Micro nutrientes que necesitamos en pequeñas cantidades. Hay muchos, pero los que suelen faltar en la dieta son:

  • minerales:  hierro, yodo y zinc;
  • vitaminas: vitamina A, vitaminas del grupo B (incluyendo folato) y vitamina C.

Las legumbres son una fuente valiosa de fibra dietética, proteínas, vitaminas B y minerales como el hierro. Todos los miembros de la familia deberían incorporar las legumbres a su dieta debido a numerosas razones.

  • Las niñas y las mujeres deben alimentarse bien durante toda su vida, pero sobre todo cuando prevean tener un bebé, estén embarazadas o amamantando. Los alimentos ricos en hierro son especialmente importantes durante este periodo y durante la adolescencia. La carne, las vísceras, las aves de corral y el pescado son las mejores fuentes de hierro, pero las legumbres son una buena opción alternativa. *
  • Los niños de más de 6 meses pueden empezar con una alimentación complementaria, lo que supone incorporar a su dieta otros alimentos además de la leche materna. Las harinas de legumbres (por ejemplo, la harina de guandul) se pueden añadir a la papilla para que sea más rica en nutrientes.
  • Los niños en edad escolar y los jóvenes también deben seguir una dieta sana y equilibrada. Mientras que los cereales y las raíces feculentas proporcionan energía, las legumbres y las leguminosas les ayudarán a crecer.
  • Las personas de más edad necesitan menos alimentos pero aún así de buena calidad. Especialmente alimentos como las legumbres, que recomponen su organismo, lo protegen frente a las enfermedades y les mantienen en un buen estado de salud.
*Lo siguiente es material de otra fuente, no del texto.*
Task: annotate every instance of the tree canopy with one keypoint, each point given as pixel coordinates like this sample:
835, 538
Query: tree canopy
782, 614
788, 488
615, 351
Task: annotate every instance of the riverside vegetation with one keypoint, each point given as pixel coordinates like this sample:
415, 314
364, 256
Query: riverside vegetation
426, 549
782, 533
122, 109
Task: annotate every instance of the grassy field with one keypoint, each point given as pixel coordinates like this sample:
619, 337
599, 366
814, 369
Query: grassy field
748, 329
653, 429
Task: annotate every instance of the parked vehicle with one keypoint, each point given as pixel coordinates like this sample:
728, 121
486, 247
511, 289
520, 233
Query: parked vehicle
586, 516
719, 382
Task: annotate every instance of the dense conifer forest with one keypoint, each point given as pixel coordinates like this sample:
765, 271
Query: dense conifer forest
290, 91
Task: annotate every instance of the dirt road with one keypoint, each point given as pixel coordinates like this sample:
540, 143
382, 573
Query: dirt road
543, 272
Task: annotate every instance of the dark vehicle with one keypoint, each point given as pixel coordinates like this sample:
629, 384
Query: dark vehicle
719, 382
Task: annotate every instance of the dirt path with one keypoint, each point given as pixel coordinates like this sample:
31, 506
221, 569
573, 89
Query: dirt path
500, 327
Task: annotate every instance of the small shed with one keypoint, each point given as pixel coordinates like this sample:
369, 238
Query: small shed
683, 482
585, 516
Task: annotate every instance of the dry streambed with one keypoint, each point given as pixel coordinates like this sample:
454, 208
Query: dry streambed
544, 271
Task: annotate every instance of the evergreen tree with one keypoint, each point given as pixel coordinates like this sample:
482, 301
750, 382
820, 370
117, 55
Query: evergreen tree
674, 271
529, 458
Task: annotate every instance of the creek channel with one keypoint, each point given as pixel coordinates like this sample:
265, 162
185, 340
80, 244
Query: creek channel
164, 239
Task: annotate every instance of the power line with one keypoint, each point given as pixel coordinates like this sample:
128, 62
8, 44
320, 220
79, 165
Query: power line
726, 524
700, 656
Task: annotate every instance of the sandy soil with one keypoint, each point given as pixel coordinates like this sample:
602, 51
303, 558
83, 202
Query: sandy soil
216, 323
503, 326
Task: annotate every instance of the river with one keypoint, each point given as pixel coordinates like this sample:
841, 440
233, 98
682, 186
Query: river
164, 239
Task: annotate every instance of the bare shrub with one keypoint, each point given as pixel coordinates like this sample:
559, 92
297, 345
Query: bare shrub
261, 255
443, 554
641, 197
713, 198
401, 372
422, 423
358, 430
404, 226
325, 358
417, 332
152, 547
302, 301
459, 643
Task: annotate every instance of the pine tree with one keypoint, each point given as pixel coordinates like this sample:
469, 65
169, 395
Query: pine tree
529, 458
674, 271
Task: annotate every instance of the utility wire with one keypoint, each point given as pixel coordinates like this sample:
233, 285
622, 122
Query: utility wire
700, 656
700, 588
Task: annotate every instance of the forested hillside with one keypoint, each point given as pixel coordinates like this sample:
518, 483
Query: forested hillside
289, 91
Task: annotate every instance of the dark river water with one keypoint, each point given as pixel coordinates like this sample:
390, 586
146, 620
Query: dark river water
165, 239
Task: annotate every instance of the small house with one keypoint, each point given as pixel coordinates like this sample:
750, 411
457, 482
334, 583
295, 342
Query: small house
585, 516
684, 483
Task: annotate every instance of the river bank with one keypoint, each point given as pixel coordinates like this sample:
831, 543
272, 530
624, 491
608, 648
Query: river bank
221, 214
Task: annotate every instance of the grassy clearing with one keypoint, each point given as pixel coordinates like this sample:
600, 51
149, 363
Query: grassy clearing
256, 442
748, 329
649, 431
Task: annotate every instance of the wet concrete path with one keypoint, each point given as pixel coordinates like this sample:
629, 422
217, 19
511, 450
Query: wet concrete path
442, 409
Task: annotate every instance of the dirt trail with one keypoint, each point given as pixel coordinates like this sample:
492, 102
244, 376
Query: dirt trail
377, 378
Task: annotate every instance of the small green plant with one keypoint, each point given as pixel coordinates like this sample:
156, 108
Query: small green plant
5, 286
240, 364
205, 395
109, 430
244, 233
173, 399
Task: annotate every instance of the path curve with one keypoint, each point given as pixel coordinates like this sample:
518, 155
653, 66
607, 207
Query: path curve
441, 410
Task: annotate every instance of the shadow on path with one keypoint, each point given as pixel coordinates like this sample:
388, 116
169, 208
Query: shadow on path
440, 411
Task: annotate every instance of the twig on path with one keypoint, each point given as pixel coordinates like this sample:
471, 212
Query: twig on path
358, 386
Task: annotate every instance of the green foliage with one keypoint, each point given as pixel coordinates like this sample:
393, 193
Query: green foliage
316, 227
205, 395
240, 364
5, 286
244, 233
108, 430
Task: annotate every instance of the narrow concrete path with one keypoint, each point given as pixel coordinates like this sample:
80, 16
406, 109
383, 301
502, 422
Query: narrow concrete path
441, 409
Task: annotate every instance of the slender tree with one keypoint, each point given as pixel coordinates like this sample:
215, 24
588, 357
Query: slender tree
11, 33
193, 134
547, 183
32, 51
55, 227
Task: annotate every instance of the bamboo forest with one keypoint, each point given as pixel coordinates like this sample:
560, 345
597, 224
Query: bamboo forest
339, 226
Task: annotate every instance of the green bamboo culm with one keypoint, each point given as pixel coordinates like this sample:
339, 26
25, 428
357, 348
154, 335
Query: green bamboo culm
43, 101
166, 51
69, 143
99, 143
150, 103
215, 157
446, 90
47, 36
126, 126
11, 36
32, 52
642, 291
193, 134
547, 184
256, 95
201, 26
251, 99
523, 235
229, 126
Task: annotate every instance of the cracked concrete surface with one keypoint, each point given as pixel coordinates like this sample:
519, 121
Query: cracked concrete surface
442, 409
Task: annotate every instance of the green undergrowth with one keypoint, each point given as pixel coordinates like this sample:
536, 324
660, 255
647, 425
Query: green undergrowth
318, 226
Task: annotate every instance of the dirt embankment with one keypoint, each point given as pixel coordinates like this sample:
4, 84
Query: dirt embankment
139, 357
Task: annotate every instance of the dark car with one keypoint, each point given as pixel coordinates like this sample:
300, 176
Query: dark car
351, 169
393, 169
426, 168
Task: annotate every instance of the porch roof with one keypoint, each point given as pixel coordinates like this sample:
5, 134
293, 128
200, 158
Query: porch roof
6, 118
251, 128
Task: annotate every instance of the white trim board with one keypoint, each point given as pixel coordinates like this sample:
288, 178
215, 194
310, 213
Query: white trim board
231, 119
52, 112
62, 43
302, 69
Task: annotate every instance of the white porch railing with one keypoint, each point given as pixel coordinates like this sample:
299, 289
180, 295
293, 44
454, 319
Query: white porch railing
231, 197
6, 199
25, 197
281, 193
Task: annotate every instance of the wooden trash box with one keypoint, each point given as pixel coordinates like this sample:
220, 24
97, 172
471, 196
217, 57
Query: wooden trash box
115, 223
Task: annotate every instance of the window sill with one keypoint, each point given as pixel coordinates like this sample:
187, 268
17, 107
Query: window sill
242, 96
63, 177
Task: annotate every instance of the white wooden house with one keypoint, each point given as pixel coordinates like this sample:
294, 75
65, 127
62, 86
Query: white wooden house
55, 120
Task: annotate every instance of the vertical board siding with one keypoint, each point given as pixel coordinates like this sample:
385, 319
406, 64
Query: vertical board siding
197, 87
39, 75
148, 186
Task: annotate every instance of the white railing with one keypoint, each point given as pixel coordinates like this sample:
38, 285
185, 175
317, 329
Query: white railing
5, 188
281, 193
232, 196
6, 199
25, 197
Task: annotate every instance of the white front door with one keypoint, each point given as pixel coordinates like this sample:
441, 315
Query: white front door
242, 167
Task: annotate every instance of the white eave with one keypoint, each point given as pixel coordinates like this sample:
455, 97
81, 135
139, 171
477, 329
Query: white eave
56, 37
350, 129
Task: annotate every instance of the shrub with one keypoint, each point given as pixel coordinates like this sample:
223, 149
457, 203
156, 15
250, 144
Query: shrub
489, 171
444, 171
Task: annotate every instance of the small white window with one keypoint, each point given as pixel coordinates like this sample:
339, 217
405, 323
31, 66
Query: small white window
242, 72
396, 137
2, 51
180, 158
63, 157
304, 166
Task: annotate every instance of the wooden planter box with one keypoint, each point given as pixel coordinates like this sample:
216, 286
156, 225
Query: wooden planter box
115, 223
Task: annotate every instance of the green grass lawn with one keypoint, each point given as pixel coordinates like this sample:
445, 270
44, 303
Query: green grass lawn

Obtenga más información acerca de las necesidades nutricionales de toda la familia en la Guía de nutrición de la familia de la FAO.

 

* El cuerpo humano aprovecha mejor el hierro procedente de los alimentos de origen animal que el de las legumbres. Para mejorar la disponibilidad de hierro en las legumbres, se recomienda combinarlas con fuentes de vitamina C, como por ejemplo los cítricos.